Thursday, December 15, 2011

December Letters: Ate Tetchie

Dear Ate Tetchie,

I just read this article by a documentary filmmaker about her new project reconstructing a life. She had read in the newspaper about a woman whose body was discovered three years after she had died. She was so disturbed that no one remembered the woman, even if all her friends later recalled her to be bubbly and full of life.

It's quite disturbing that in this super-connected wired world, people can still slip through the cracks and be forgotten. It hits a nerve with me because I've had so many times when a person's name comes to me, and I don't do anything in order to get in touch.
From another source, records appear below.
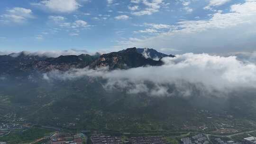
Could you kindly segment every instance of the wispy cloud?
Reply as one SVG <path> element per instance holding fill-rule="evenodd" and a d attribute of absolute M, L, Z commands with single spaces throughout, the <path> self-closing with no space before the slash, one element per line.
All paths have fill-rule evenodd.
<path fill-rule="evenodd" d="M 27 19 L 35 18 L 31 9 L 19 7 L 7 9 L 5 14 L 0 15 L 0 17 L 4 22 L 16 23 L 23 23 Z"/>
<path fill-rule="evenodd" d="M 76 0 L 45 0 L 31 5 L 59 13 L 70 13 L 81 6 Z"/>

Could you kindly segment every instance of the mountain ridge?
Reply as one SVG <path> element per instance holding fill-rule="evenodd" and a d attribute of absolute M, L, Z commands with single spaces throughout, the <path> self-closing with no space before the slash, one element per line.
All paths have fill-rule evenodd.
<path fill-rule="evenodd" d="M 142 51 L 144 50 L 143 51 Z M 148 53 L 146 53 L 148 52 Z M 148 54 L 149 56 L 145 56 Z M 0 55 L 0 64 L 4 68 L 0 74 L 22 73 L 27 71 L 49 72 L 54 70 L 66 71 L 72 68 L 91 69 L 108 66 L 110 70 L 127 69 L 147 65 L 163 64 L 163 57 L 171 56 L 153 49 L 128 48 L 117 52 L 94 55 L 60 55 L 56 58 L 26 54 L 25 52 Z M 154 60 L 161 57 L 159 60 Z"/>

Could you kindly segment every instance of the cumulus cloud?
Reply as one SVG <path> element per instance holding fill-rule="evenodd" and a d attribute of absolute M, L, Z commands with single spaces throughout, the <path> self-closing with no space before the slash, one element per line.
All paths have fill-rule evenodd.
<path fill-rule="evenodd" d="M 158 32 L 158 31 L 155 29 L 147 28 L 145 30 L 140 30 L 138 31 L 136 31 L 133 32 L 134 33 L 155 33 Z"/>
<path fill-rule="evenodd" d="M 162 0 L 152 0 L 151 1 L 142 0 L 141 1 L 141 0 L 132 0 L 131 2 L 136 3 L 142 2 L 146 6 L 146 8 L 143 9 L 131 12 L 132 15 L 138 16 L 151 15 L 154 13 L 158 12 L 161 6 L 165 4 Z"/>
<path fill-rule="evenodd" d="M 56 23 L 63 22 L 65 19 L 64 17 L 60 16 L 50 16 L 48 18 L 49 19 Z"/>
<path fill-rule="evenodd" d="M 138 6 L 128 6 L 128 9 L 131 10 L 136 10 L 139 9 Z"/>
<path fill-rule="evenodd" d="M 107 90 L 157 96 L 179 93 L 187 97 L 195 90 L 208 94 L 218 93 L 221 94 L 216 96 L 220 96 L 238 89 L 256 89 L 256 65 L 244 63 L 236 56 L 188 53 L 163 61 L 165 64 L 161 66 L 110 72 L 107 67 L 52 71 L 45 73 L 44 78 L 50 81 L 100 78 L 106 80 L 103 84 Z"/>
<path fill-rule="evenodd" d="M 118 20 L 126 20 L 129 18 L 129 16 L 127 15 L 119 15 L 115 17 L 115 19 Z"/>
<path fill-rule="evenodd" d="M 6 13 L 0 15 L 4 22 L 13 22 L 21 23 L 25 22 L 27 19 L 34 18 L 32 11 L 30 9 L 23 8 L 15 7 L 8 9 Z"/>
<path fill-rule="evenodd" d="M 213 7 L 221 6 L 230 1 L 231 0 L 210 0 L 209 4 L 204 9 L 211 9 Z"/>
<path fill-rule="evenodd" d="M 81 6 L 76 0 L 45 0 L 31 4 L 59 13 L 72 12 Z"/>

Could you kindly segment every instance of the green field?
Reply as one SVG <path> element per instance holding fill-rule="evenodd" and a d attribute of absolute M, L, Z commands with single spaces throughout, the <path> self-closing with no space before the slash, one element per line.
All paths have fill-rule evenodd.
<path fill-rule="evenodd" d="M 33 142 L 49 135 L 54 131 L 44 128 L 33 127 L 27 130 L 11 132 L 9 135 L 0 137 L 0 141 L 8 144 L 24 144 Z"/>

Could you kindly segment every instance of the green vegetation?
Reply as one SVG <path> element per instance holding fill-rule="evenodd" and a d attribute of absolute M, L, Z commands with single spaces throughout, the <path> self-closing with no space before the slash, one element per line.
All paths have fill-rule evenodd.
<path fill-rule="evenodd" d="M 38 139 L 49 135 L 53 130 L 33 127 L 27 130 L 11 132 L 9 135 L 0 137 L 0 141 L 8 144 L 21 144 L 33 142 Z"/>

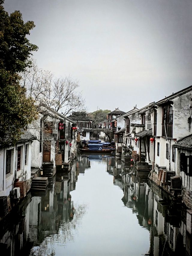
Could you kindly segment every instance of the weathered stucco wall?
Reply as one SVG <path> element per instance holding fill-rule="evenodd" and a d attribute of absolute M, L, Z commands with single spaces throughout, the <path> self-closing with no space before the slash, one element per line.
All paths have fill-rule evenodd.
<path fill-rule="evenodd" d="M 173 138 L 177 140 L 192 133 L 192 122 L 188 122 L 192 111 L 190 107 L 191 98 L 192 92 L 190 91 L 172 100 L 174 102 Z"/>

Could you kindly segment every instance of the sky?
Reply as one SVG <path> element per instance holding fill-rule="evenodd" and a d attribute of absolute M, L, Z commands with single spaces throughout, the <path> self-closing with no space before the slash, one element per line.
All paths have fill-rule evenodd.
<path fill-rule="evenodd" d="M 88 110 L 127 112 L 192 85 L 191 0 L 5 0 L 35 27 L 38 66 L 79 81 Z"/>

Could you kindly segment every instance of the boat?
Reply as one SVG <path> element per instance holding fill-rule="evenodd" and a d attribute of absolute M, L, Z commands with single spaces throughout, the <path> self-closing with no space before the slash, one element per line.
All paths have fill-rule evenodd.
<path fill-rule="evenodd" d="M 111 153 L 115 149 L 106 149 L 103 147 L 102 143 L 89 143 L 82 149 L 80 149 L 82 153 L 96 153 L 100 154 Z"/>
<path fill-rule="evenodd" d="M 92 150 L 89 149 L 79 149 L 80 152 L 82 153 L 97 153 L 101 154 L 104 153 L 106 154 L 107 153 L 111 153 L 111 152 L 114 151 L 114 149 L 103 149 L 101 150 Z"/>

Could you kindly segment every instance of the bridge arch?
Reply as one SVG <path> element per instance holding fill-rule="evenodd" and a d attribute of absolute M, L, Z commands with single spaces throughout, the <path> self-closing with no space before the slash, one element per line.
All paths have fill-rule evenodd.
<path fill-rule="evenodd" d="M 102 131 L 106 134 L 108 136 L 110 142 L 111 142 L 112 141 L 113 138 L 113 132 L 111 130 L 102 128 L 93 129 L 92 131 L 90 132 L 90 135 L 93 133 L 98 133 L 100 131 Z"/>

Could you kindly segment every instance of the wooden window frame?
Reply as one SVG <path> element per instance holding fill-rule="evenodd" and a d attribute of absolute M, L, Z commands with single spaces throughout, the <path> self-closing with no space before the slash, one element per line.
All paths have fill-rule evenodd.
<path fill-rule="evenodd" d="M 26 165 L 27 163 L 27 148 L 28 144 L 26 144 L 25 146 L 25 165 Z"/>
<path fill-rule="evenodd" d="M 159 142 L 157 143 L 157 155 L 158 156 L 159 156 L 159 148 L 160 146 L 160 143 Z"/>
<path fill-rule="evenodd" d="M 192 176 L 192 155 L 185 155 L 184 153 L 180 155 L 180 170 L 186 175 Z"/>
<path fill-rule="evenodd" d="M 162 136 L 172 138 L 173 111 L 170 105 L 164 105 L 162 109 Z M 165 127 L 164 121 L 165 121 Z"/>
<path fill-rule="evenodd" d="M 157 210 L 155 210 L 155 224 L 156 226 L 158 227 L 158 212 Z"/>
<path fill-rule="evenodd" d="M 169 144 L 168 143 L 166 143 L 166 159 L 169 159 Z"/>
<path fill-rule="evenodd" d="M 172 146 L 172 161 L 173 163 L 175 161 L 175 148 L 173 146 Z"/>
<path fill-rule="evenodd" d="M 154 135 L 157 135 L 157 111 L 155 109 L 154 110 Z"/>
<path fill-rule="evenodd" d="M 11 172 L 11 164 L 12 149 L 9 149 L 6 151 L 6 167 L 5 174 L 8 174 Z"/>
<path fill-rule="evenodd" d="M 17 170 L 18 171 L 21 170 L 21 146 L 17 147 Z"/>

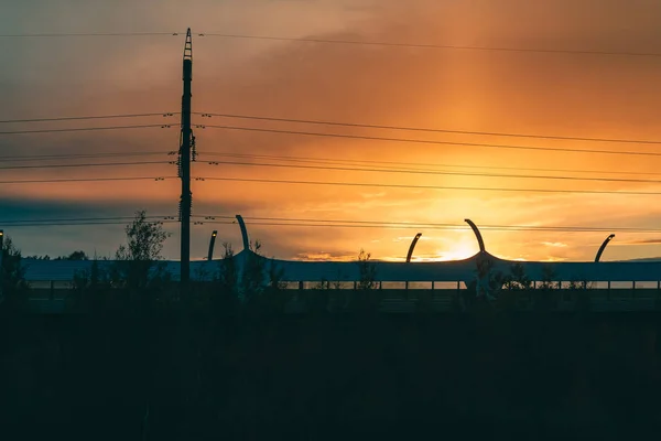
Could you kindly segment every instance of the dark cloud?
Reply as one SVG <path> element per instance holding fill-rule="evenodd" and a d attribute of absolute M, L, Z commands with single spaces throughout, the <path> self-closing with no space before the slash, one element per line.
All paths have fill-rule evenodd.
<path fill-rule="evenodd" d="M 19 4 L 20 3 L 20 4 Z M 102 3 L 102 4 L 101 4 Z M 651 0 L 538 2 L 477 0 L 438 1 L 319 1 L 319 2 L 213 2 L 201 1 L 192 14 L 188 6 L 149 0 L 129 2 L 90 1 L 80 6 L 65 2 L 18 2 L 0 23 L 17 32 L 110 31 L 183 29 L 182 17 L 194 29 L 236 33 L 314 36 L 328 40 L 361 40 L 426 44 L 487 45 L 521 49 L 571 49 L 598 51 L 661 51 L 658 26 L 661 6 Z M 147 6 L 149 4 L 149 7 Z M 158 13 L 152 7 L 158 6 Z M 74 8 L 75 7 L 75 8 Z M 73 12 L 72 12 L 73 11 Z M 13 17 L 10 22 L 8 17 Z M 264 18 L 268 17 L 268 20 Z M 83 24 L 80 24 L 83 23 Z M 84 29 L 87 26 L 87 29 Z M 8 28 L 9 29 L 9 28 Z M 9 32 L 9 31 L 8 31 Z M 228 31 L 229 32 L 229 31 Z M 394 126 L 430 126 L 467 130 L 544 132 L 571 136 L 661 138 L 655 122 L 661 94 L 658 58 L 532 54 L 440 49 L 404 49 L 302 42 L 225 40 L 210 36 L 194 41 L 194 109 L 198 111 L 372 122 Z M 0 118 L 58 115 L 104 115 L 176 111 L 181 99 L 180 37 L 82 39 L 0 41 L 3 60 L 11 60 L 0 73 Z M 121 123 L 161 122 L 162 118 Z M 196 118 L 196 122 L 202 121 Z M 305 131 L 390 137 L 422 137 L 421 133 L 375 131 L 357 128 L 267 123 L 213 118 L 208 125 L 235 125 Z M 176 126 L 176 117 L 172 118 Z M 79 127 L 71 123 L 67 127 Z M 2 130 L 4 130 L 2 127 Z M 33 125 L 15 127 L 34 127 Z M 48 125 L 41 127 L 52 127 Z M 58 126 L 61 127 L 61 126 Z M 628 168 L 654 171 L 652 161 L 636 158 L 600 158 L 521 153 L 489 149 L 370 142 L 294 135 L 267 135 L 234 130 L 195 129 L 201 158 L 212 152 L 295 154 L 359 160 L 399 160 L 426 163 L 472 163 L 483 165 L 528 165 L 581 168 Z M 429 139 L 458 140 L 437 136 Z M 470 142 L 494 138 L 460 137 Z M 0 155 L 52 152 L 129 152 L 176 150 L 177 130 L 136 130 L 54 136 L 0 136 Z M 499 142 L 513 142 L 497 139 Z M 537 146 L 567 146 L 531 140 Z M 573 143 L 571 146 L 576 146 Z M 568 146 L 567 146 L 568 147 Z M 581 147 L 587 147 L 581 144 Z M 590 144 L 592 147 L 592 144 Z M 621 148 L 615 146 L 614 148 Z M 408 182 L 435 185 L 496 185 L 501 181 L 451 178 L 389 176 L 383 174 L 294 172 L 224 165 L 210 169 L 196 164 L 199 175 L 355 180 Z M 3 173 L 19 176 L 107 176 L 174 173 L 172 168 L 83 170 Z M 597 184 L 556 183 L 556 187 L 594 189 Z M 525 186 L 509 180 L 502 186 Z M 534 181 L 529 186 L 549 183 Z M 650 190 L 653 185 L 649 185 Z M 622 185 L 599 184 L 599 189 Z M 627 185 L 627 189 L 633 187 Z M 245 214 L 246 216 L 323 217 L 355 219 L 433 219 L 460 222 L 470 216 L 478 224 L 599 224 L 652 225 L 658 209 L 649 198 L 617 196 L 540 196 L 532 194 L 454 193 L 388 191 L 379 197 L 375 189 L 286 186 L 195 182 L 195 212 Z M 68 214 L 98 216 L 99 213 L 176 212 L 176 182 L 126 183 L 112 186 L 8 186 L 0 190 L 0 209 L 25 216 L 56 217 Z M 620 202 L 621 201 L 621 202 Z M 2 216 L 4 217 L 4 216 Z M 18 218 L 18 217 L 14 217 Z M 427 220 L 429 222 L 429 220 Z M 210 229 L 232 244 L 240 244 L 236 225 L 206 223 L 194 227 L 194 250 L 206 252 Z M 75 244 L 97 243 L 111 250 L 121 239 L 121 227 L 104 234 L 57 233 L 52 237 L 22 234 L 30 248 L 71 249 Z M 337 257 L 354 248 L 372 245 L 379 257 L 400 256 L 392 249 L 390 232 L 356 229 L 274 227 L 250 225 L 251 237 L 264 243 L 264 252 L 282 257 L 312 257 L 327 252 Z M 115 233 L 110 233 L 115 232 Z M 176 228 L 166 252 L 177 255 Z M 617 232 L 616 232 L 617 233 Z M 393 233 L 394 234 L 394 233 Z M 592 236 L 545 234 L 520 239 L 487 233 L 494 248 L 510 252 L 527 244 L 567 243 L 557 258 L 581 256 Z M 77 236 L 76 236 L 77 235 Z M 397 233 L 399 235 L 399 233 Z M 453 238 L 453 234 L 444 237 Z M 100 239 L 99 239 L 100 237 Z M 543 237 L 543 240 L 542 240 Z M 77 240 L 77 241 L 76 241 Z M 372 240 L 381 240 L 372 243 Z M 445 252 L 456 245 L 431 243 L 425 256 Z M 598 241 L 598 239 L 595 239 Z M 490 243 L 491 243 L 490 241 Z M 594 240 L 593 240 L 594 241 Z M 45 247 L 44 247 L 45 244 Z M 518 244 L 518 245 L 517 245 Z M 597 244 L 598 245 L 598 244 Z M 539 246 L 539 245 L 538 245 Z M 560 250 L 559 250 L 560 251 Z M 517 252 L 517 251 L 511 251 Z M 528 251 L 525 251 L 528 254 Z M 592 251 L 589 251 L 592 252 Z M 401 256 L 400 256 L 401 257 Z"/>

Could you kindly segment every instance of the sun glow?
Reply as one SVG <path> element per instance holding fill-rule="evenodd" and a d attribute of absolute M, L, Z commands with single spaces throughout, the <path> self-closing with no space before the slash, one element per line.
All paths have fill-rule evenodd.
<path fill-rule="evenodd" d="M 444 247 L 445 248 L 445 247 Z M 433 260 L 446 261 L 446 260 L 463 260 L 467 259 L 478 251 L 478 246 L 475 239 L 469 240 L 468 238 L 458 240 L 454 244 L 448 244 L 445 249 L 437 249 L 437 258 Z"/>

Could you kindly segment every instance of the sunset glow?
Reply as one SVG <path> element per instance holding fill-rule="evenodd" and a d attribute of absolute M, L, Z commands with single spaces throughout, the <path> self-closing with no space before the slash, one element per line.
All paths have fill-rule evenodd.
<path fill-rule="evenodd" d="M 144 23 L 143 15 L 150 10 L 113 7 L 121 13 L 99 12 L 82 23 L 76 14 L 56 13 L 50 2 L 41 2 L 40 8 L 14 3 L 0 17 L 7 33 L 132 32 L 138 23 Z M 89 3 L 99 11 L 110 4 Z M 142 3 L 160 4 L 155 0 Z M 201 224 L 192 227 L 192 258 L 206 255 L 213 229 L 218 230 L 218 243 L 229 241 L 240 249 L 238 226 L 231 224 L 236 214 L 246 218 L 251 238 L 263 243 L 267 255 L 283 259 L 355 259 L 362 248 L 376 259 L 403 260 L 419 232 L 423 239 L 415 248 L 414 261 L 464 259 L 478 250 L 463 222 L 467 217 L 478 226 L 607 228 L 483 229 L 487 250 L 511 259 L 593 260 L 610 233 L 617 237 L 604 260 L 661 255 L 661 232 L 626 229 L 659 228 L 661 207 L 654 203 L 659 196 L 613 193 L 661 192 L 659 176 L 653 174 L 661 158 L 603 153 L 661 154 L 659 144 L 577 139 L 661 140 L 658 57 L 199 35 L 223 31 L 293 39 L 647 53 L 661 52 L 661 31 L 651 19 L 659 17 L 660 7 L 650 3 L 648 11 L 638 11 L 625 3 L 619 8 L 597 0 L 581 6 L 570 0 L 545 4 L 379 1 L 378 8 L 372 1 L 357 3 L 360 8 L 334 1 L 209 2 L 213 6 L 206 10 L 214 13 L 184 14 L 185 6 L 171 4 L 160 9 L 160 15 L 150 14 L 150 29 L 181 32 L 191 26 L 195 31 L 193 122 L 199 158 L 192 173 L 205 180 L 193 181 L 193 213 L 201 216 L 195 218 Z M 584 8 L 593 11 L 589 39 Z M 528 20 L 519 20 L 521 14 Z M 26 23 L 17 17 L 32 19 Z M 132 19 L 126 21 L 127 17 Z M 637 25 L 624 32 L 621 23 L 626 22 Z M 0 39 L 3 60 L 12 60 L 0 73 L 2 120 L 156 114 L 3 123 L 0 131 L 170 126 L 0 135 L 1 157 L 154 153 L 67 159 L 69 164 L 143 164 L 2 170 L 0 181 L 7 183 L 0 186 L 1 220 L 130 217 L 142 208 L 148 214 L 176 216 L 181 190 L 176 166 L 167 163 L 174 157 L 167 152 L 178 147 L 182 49 L 182 35 L 170 34 Z M 175 115 L 160 115 L 164 112 Z M 348 126 L 202 117 L 205 112 Z M 275 132 L 241 130 L 246 128 Z M 512 133 L 532 136 L 506 136 Z M 57 163 L 63 161 L 1 165 Z M 145 179 L 12 183 L 117 176 Z M 217 178 L 253 181 L 215 181 Z M 217 217 L 205 219 L 208 216 Z M 391 225 L 397 223 L 409 224 Z M 178 225 L 165 227 L 173 233 L 165 255 L 176 259 Z M 6 223 L 0 228 L 28 255 L 59 255 L 78 248 L 110 255 L 123 236 L 121 223 L 39 228 Z"/>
So many times, I remember you and the time I lived in your house during high school, but I've only connected with you a couple of times on Friendster.

Are you well? Do you have your own family now? Are you still in architecture? Do you still follow Jessica Zafra?

I still have my tattered copy of the Twisted Menace. Every time I crack it open, I think of you and our obsession with her snarkily brilliant writing. When she submitted a picture she took to the Hot Guys Reading Books tumblr, I squealed. I also imagined the squealing if we'd browsed the blog together.

I miss talking and squealing with you. I miss your beautiful handwriting. I remember when I copied how you did your small a's, and I did all my notes and letters and journal writing with the stylized a's. I think you also taught me how you did your small s's.

Do you still write the same way? I write differently now as time has seen my cursive deteriorate. I'm a bit hypocritical, 'no? For imagining that things would remain the same when I haven't. In some ways, I've changed, but I hope you'd still recognize the same old me.